Spouses whose approach to conflict is dominated by an insistence on being ‘right’ have a competitive approach to problem solving. When being ‘right’ is valued more than getting along and working out compromises with your spouse, selfishness and individualism prevails. In addition, being ‘right’ places a mistaken focus on ideas.
Ideas or judgments about what is ‘right’ are usually grounded in emotion. Spouses who get locked into ideological competition about who’s ‘right’ fail to delve into the emotional aspects of their differences. In order to avoid a fruitless war of ideas – it’s wise to adopt the attitude that feelings are always right. If you spend time trying to understand each other’s feelings about a given subject, your conflicts will be less superficial and you may be able to reach resolution more easily.
One of the most important dimensions of a relationship – any relationship – resides in its power to help us grow and change. Spouses in a marriage need to be open to influencing one another’s behavior. Couples in healthy relationships that have lasted decades have learned to be emotionally and behaviorally flexible enough to accommodate one another.

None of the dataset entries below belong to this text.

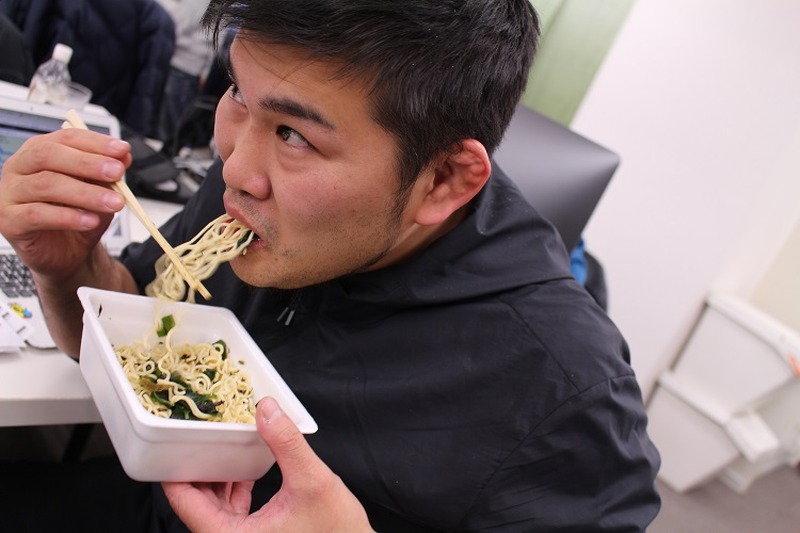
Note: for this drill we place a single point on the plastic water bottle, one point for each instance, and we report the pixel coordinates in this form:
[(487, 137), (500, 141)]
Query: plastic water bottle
[(50, 82)]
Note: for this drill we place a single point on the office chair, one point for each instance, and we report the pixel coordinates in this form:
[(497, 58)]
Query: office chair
[(563, 175)]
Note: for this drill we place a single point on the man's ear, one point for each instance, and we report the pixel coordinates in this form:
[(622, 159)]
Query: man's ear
[(453, 182)]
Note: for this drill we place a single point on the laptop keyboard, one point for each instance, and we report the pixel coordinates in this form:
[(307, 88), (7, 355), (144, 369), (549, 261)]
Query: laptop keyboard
[(15, 278)]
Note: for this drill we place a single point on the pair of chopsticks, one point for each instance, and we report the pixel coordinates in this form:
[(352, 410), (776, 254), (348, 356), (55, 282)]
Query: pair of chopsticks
[(74, 121)]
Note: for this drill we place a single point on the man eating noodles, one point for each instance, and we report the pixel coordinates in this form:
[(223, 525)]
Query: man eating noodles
[(416, 304)]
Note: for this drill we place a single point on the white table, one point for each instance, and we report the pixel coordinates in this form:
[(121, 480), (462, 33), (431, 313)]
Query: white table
[(42, 387)]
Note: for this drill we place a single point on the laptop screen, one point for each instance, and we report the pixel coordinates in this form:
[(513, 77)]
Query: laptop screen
[(20, 120)]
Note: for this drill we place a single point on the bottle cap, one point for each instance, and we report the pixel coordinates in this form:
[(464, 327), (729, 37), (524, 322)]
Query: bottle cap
[(62, 53)]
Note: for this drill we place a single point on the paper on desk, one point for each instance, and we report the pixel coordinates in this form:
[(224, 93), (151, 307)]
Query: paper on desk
[(13, 330)]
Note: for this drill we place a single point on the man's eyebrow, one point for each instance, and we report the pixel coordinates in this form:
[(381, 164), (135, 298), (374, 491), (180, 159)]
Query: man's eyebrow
[(288, 107), (295, 109)]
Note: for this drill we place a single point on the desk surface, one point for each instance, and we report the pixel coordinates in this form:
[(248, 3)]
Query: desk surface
[(40, 387)]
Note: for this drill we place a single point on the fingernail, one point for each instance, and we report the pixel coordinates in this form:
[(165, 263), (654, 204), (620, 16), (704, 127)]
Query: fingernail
[(112, 169), (87, 221), (118, 145), (270, 410)]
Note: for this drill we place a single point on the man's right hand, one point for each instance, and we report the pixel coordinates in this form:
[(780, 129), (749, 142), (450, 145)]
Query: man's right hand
[(56, 200)]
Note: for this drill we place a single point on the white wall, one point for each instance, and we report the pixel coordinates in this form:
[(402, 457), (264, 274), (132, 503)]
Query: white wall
[(701, 98)]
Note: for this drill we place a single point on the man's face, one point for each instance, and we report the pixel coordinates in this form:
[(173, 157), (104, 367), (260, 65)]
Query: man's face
[(307, 169)]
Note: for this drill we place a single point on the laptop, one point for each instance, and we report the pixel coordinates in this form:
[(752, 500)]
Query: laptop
[(19, 120)]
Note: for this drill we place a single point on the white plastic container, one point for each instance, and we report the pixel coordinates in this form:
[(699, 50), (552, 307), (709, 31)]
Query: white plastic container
[(151, 448)]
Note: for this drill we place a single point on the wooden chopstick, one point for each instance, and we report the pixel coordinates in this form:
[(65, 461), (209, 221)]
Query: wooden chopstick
[(74, 121)]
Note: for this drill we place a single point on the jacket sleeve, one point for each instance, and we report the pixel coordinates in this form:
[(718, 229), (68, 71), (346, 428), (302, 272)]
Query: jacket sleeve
[(589, 466)]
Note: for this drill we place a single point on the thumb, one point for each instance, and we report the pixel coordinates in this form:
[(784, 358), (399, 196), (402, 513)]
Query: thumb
[(288, 445)]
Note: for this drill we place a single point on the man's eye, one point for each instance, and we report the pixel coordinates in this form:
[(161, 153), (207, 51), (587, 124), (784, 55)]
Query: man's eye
[(234, 92), (291, 137)]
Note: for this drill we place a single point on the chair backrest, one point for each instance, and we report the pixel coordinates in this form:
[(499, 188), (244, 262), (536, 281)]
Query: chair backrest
[(561, 173)]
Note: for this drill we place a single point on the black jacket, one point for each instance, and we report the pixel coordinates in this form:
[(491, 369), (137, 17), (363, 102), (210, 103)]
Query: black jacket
[(475, 387)]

They are responsive to one another’s needs, open to one another’s points of view and able to place themselves in their partner’s shoes in order to understand the other’s needs and feelings. In other words – they have empathy towards their partner. Empathy is a core element in healthy relationships, and it is a foundational element in the type of team work that helps a relationship last a lifetime.
Marriage requires self transcendence. This is a quality good parents exhibit all the time. They place their children’s needs above their own. They sacrifice time, money, pursuit of their own pleasure, individual freedom and physical necessities like sleep, in order to respond to and provide for their children. This same type of sacrifice is occasionally necessary in marriage. Not only do we need to value our partner’s needs and feelings as highly as we value our own, there are times when we need to give our partner’s needs and feelings greater importance then our own. The ability to do this when necessary demonstrates psychological maturity. It too is a characteristic of the kind of team work that leads to a healthy marriage.